Дженет Уинтерсон - Страсть
20 июля 1804 года. Сегодня утонули две тысячи человек.
Порывы ветра так сильны, что наблюдателя Патрика пришлось привязать к бочкам с яблоками. Мы наконец поняли, что наши баржи — детские игрушки. Бонапарт стоял на пристани и твердил своим офицерам, что никакой шторм нам не страшен.
— Даже если небо рухнет на землю, мы удержим его на остриях своих пик.
Может быть. Но нет такой силы воли и такого оружия, что могли бы удержать море.
Я плашмя лежу рядом с Патриком, тоже привязанный, почти ничего не вижу из-за измороси, но после каждого шквала замечаю провал там, где прежде была баржа.
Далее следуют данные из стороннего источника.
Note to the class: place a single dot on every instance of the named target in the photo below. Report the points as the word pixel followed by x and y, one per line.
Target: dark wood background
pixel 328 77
Русалки больше не будут одиноки.
Нам следовало бы восстать против него, засмеяться ему в лицо, тряся волосами утопленников, запутавшимися в водорослях. Но его лицо, как всегда, молит нас сделать так, чтобы он оказался прав.
Вечером, когда шторм утих и мы пили дымящийся кофе в промокших насквозь палатках, никто не произнес ни слова.
Никто не сказал: давайте бросим, давайте возненавидим его. Мы держали кружки обеими руками и пили кофе с коньяком; он приказал выдать порцию каждому.
В тот вечер я прислуживал ему, и его улыбка рассеяла безумие рук и ног, затыкавших мне рот и уши.
Я весь был в утопленниках.
Утром в Булонь маршем вошли 2000 новых рекрутов.
Вы когда-нибудь вспоминаете детство?
Я вспоминаю, когда чую овсянку. Иногда с пристани я иду в город, бреду на аромат свежего хлеба и бекона. И всегда отыскиваю дом, который ничем не отличается от соседних, если не считать тягучего запаха овса. Сладкого и слегка солоноватого. Плотного, как одеяло. Я не знаю, кто живет в этом доме, кто там готовит, но представляю себе желтый огонь и черный горшок. В нашем доме был медный котелок, который я драил, потому что мне нравилось драить все, что способно блестеть. Мать варила овсянку, оставляя котелок всю ночь на угольях. Утром она мехами раздувала пламя так, что в трубу летели искры, и подрумянивала кашу; белые струйки овсянки переливались через край котелка и застывали на его боках, как полоски бурой бумаги.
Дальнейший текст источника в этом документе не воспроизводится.